Viver menino, morrer poeta

Ternura e fragilidade são ingredientes que compõem o panorama da solenidade da Epifania do Senhor. Diferente de uma teofania composta de elementos extraordinários, apoteóticos, aqui se celebra a manifestação de Deus na pequenez de uma criança indefesa. Ele indica ao ser humano o caminho a ser percorrido para uma existência segundo o amor. Na fragilidade de um menino, o toque terno de Deus que nos dá pessoalidade. Ele manifesta à humanidade a unidade na e para qual ela foi criada.

Ao se pensar a vida espiritual na existência cristã, evoca-se a ideia de caminho espiritual. O trajeto a ser percorrido corresponde a um êxodo, saindo da dimensão da individualidade para uma vida de comunhão, de universalidade, como pessoas. Fugir da condição de fragilidade é uma ação contrária a este percurso espiritual. O ser humano sempre se verá confrontado com sua finitude. A proeminência da morte o amedronta. Somente através da abertura à vida no Espírito é que se faz possível a superação do medo de sua própria natureza e com ela se reconcilia.
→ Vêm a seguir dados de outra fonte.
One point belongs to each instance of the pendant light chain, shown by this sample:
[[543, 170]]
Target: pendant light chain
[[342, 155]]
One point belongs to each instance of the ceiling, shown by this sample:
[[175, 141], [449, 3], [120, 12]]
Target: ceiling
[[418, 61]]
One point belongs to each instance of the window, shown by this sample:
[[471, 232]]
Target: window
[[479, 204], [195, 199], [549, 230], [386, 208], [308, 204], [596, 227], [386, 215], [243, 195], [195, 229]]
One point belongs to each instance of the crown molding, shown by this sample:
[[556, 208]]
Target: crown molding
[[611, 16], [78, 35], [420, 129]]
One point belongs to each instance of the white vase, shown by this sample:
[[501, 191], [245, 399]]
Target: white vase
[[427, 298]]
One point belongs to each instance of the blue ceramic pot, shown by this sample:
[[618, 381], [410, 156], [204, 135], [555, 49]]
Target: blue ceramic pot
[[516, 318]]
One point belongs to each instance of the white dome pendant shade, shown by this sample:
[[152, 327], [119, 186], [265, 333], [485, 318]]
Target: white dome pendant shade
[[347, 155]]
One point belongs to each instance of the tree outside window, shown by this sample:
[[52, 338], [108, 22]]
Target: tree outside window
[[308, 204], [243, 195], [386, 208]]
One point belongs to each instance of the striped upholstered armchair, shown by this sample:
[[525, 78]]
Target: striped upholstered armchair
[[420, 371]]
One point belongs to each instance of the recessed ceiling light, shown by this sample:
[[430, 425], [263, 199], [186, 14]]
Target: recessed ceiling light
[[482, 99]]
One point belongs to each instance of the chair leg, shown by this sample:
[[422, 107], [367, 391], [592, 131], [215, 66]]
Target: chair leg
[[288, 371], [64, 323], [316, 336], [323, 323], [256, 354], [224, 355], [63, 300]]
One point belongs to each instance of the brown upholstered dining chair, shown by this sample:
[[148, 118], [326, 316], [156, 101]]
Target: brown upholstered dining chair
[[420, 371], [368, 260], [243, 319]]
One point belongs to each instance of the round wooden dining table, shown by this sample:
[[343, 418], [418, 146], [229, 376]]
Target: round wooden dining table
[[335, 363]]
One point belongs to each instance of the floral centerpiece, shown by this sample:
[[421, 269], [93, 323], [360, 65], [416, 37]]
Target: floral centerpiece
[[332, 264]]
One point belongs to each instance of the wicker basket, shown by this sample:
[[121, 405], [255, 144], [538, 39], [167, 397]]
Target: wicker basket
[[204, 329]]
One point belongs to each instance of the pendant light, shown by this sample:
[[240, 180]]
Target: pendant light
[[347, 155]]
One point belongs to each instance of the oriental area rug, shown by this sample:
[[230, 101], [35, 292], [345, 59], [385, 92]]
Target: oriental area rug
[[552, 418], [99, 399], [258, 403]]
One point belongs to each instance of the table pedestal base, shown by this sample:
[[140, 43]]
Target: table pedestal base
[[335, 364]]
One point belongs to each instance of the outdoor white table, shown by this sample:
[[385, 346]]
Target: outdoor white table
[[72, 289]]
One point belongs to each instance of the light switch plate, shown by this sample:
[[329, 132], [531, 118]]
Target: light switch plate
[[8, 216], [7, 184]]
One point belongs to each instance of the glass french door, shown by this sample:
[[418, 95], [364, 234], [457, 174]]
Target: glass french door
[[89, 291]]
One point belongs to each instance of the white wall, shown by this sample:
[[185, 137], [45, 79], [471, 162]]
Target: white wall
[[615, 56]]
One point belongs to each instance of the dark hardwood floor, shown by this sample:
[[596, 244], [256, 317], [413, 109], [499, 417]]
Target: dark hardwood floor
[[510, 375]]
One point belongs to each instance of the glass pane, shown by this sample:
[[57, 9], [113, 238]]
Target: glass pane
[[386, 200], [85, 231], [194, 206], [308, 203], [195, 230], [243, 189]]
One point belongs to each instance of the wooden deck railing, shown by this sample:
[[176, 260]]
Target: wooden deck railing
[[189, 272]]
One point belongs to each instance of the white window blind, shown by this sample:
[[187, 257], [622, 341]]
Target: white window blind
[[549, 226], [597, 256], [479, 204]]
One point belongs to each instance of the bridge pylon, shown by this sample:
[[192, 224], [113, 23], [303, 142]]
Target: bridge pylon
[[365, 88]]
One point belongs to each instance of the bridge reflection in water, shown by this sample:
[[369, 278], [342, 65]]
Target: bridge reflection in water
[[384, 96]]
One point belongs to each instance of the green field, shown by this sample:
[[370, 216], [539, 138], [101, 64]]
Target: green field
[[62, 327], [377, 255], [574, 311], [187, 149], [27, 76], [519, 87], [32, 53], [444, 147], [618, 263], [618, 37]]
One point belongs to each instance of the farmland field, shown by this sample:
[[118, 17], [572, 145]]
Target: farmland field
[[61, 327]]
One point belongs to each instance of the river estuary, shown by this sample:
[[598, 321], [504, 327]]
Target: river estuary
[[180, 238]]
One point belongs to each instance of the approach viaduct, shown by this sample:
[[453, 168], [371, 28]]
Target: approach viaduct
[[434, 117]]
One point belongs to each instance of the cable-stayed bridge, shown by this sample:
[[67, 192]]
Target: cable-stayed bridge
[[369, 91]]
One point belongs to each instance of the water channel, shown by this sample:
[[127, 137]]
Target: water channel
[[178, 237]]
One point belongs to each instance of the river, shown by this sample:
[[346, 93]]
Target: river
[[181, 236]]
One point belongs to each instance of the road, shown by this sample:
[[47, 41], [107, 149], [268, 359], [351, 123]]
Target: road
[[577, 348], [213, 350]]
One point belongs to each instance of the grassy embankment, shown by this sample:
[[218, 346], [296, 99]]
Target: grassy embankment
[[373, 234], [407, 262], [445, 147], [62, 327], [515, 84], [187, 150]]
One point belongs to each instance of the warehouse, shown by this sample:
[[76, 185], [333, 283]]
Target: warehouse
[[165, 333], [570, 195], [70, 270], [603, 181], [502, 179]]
Os magos servem de imagem para a peregrinação humana, que ao se encontrar com o Menino-Deus, toma novos rumos (cf. Mt 2,1-12). O mesmo que, anos mais tarde, já adulto, vai afirmar que é preciso ser como criança para alcançar a plenitude do Reino dos céus. Os magos representam a humanidade que, dispersa após o dilúvio, se põe na marcha da unidade a partir de Jesus Cristo. Bento XVI recorda que os magos, além de astrólogos, eram sábios. Eles exprimem o movimento de ir além de si mesmos. Peregrinam em direção àquele que confere um sentido mais elevado à vida. A estrela que lhes serve de guia aponta para quem é, verdadeiramente, a luz das nações. O messias não estava no palácio real, na capital. Foi distante do que corriqueiramente se considera grandioso que encontraram aquele que os atraiu. Bem disse o poeta brasileiro Manoel de Barros: poderoso é aquele que descobre as insignificâncias.

A ternura divina, manifestada naquele frágil menino adorado pelos magos, ensina-nos a acolher nossos avessos e torná-los versos da sublime poesia divina. Essa disposição interior provoca-nos a uma vida na qual a ternura se faz componente ontológico da existência. Uma existência que suplanta a morte física e lança-nos na atemporalidade do coração divino. Deus é o grande poeta que versa nas linhas da criação seu amor incondicional, totalmente aberto e dinâmico. Urge dizer que, só é capaz de ler tais linhas quem ousa viver como peregrino, tendo coração de menino e o olhar sensível de poeta. Como cantou Vander Lee, viver menino, morrer poeta. Quem escolhe progredir nesse caminho aprende, na escola da ternura divina, que grandes coisas acontecem através dos pequenos detalhes.